Running a Single Task

import asyncio
from agent_framework.openai import OpenAIChatClient
from agent_framework.lab.tau2 import TaskRunner
from tau2.domains.airline.environment import get_tasks

async def run_single_task():
    # Initialize the task runner
    runner = TaskRunner(max_steps=50)

    # Set up your LLM clients
    assistant_client = OpenAIChatClient(
        base_url="https://api.openai.com/v1",
        api_key="your-api-key",
        model_id="gpt-4o"
    )
    user_client = OpenAIChatClient(
        base_url="https://api.openai.com/v1",
        api_key="your-api-key",
        model_id="gpt-4o-mini"
    )

    # Get a task and run it
    tasks = get_tasks()
    task = tasks[0]  # Run the first task

    conversation = await runner.run(task, assistant_client, user_client)
    reward = runner.evaluate(task, conversation, runner.termination_reason)

    print(f"Task completed with reward: {reward}")

# Run the example
asyncio.run(run_single_task())

Running the Full Benchmark

Use the provided script to run the complete benchmark:

# Run with default models (gpt-4.1 for both agent and user)
python samples/run_benchmark.py

# Use custom models
python samples/run_benchmark.py --assistant gpt-4o --user gpt-4o-mini

# Debug a specific task
python samples/run_benchmark.py --debug-task-id task_001 --assistant gpt-4o

# Limit conversation length
python samples/run_benchmark.py --max-steps 20

Results (on Airline Domain)

The following results are reproduced from our implementation of τ²-bench with samples/run_benchmark.py. It shows the average success rate over the dataset of 50 tasks.

Agent Model User Model Success Rate
gpt-5 gpt-4.1 62.0%
gpt-5-mini gpt-4.1 52.0%
gpt-4.1 gpt-4.1 60.0%
gpt-4.1-mini gpt-4.1 50.0%
gpt-4.1 gpt-4o-mini 42.0%
gpt-4o gpt-4.1 42.0%
gpt-4o-mini gpt-4.1 26.0%

Advanced Usage

Environment Configuration

Set required environment variables:

export OPENAI_BASE_URL="https://api.openai.com/v1"
export OPENAI_API_KEY="your-api-key"

# Optional: for custom endpoints
export OPENAI_BASE_URL="https://your-custom-endpoint.com/v1"
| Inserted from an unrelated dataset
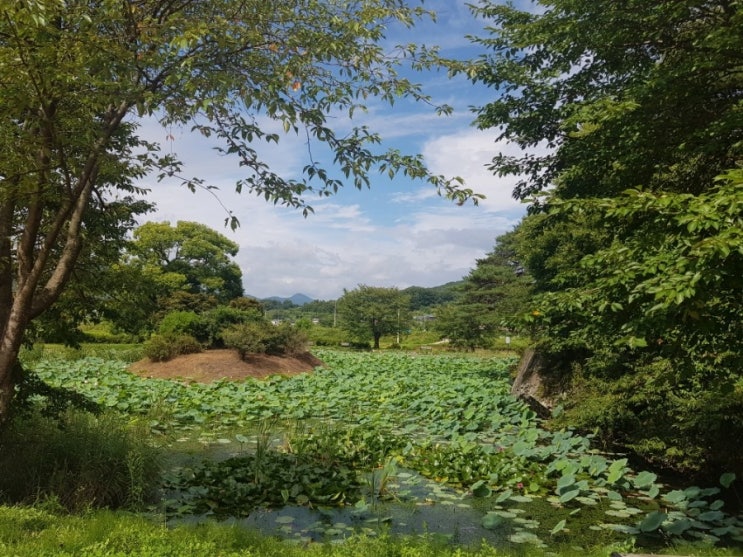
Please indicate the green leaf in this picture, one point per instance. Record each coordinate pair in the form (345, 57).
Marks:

Custom Agent Implementation

from agent_framework.lab.tau2 import TaskRunner
from agent_framework import ChatAgent

class CustomTaskRunner(TaskRunner):
    def assistant_agent(self, assistant_chat_client):
        # Override to customize the assistant agent
        return ChatAgent(
            chat_client=assistant_chat_client,
            instructions="Your custom system prompt here",
            # Add custom tools, temperature, etc.
        )

    def user_simulator(self, user_chat_client, task):
        # Override to customize the user simulator
        return ChatAgent(
            chat_client=user_chat_client,
            instructions="Custom user simulator prompt",
        )

Custom Workflow Integration

from agent_framework import WorkflowBuilder, AgentExecutor
from agent_framework.lab.tau2 import TaskRunner

class WorkflowTaskRunner(TaskRunner):
    def build_conversation_workflow(self, assistant_agent, user_simulator_agent):
        # Build a custom workflow
        builder = WorkflowBuilder()

        # Create agent executors
        assistant_executor = AgentExecutor(assistant_agent, id="assistant_agent")
        user_executor = AgentExecutor(user_simulator_agent, id="user_simulator")

        # Add workflow edges and conditions
        builder.set_start_executor(assistant_executor)
        builder.add_edge(assistant_executor, user_executor)
        builder.add_edge(user_executor, assistant_executor, condition=self.should_not_stop)

        return builder.build()

Utility Functions

from agent_framework.lab.tau2 import patch_env_set_state, unpatch_env_set_state

# Enable compatibility patches for τ²-bench integration
patch_env_set_state()

# Disable patches when done
unpatch_env_set_state()

Contributing

This package is part of the Microsoft Agent Framework Lab. Please see the main repository for contribution guidelines.

License

This project is licensed under the MIT License - see the LICENSE file for details.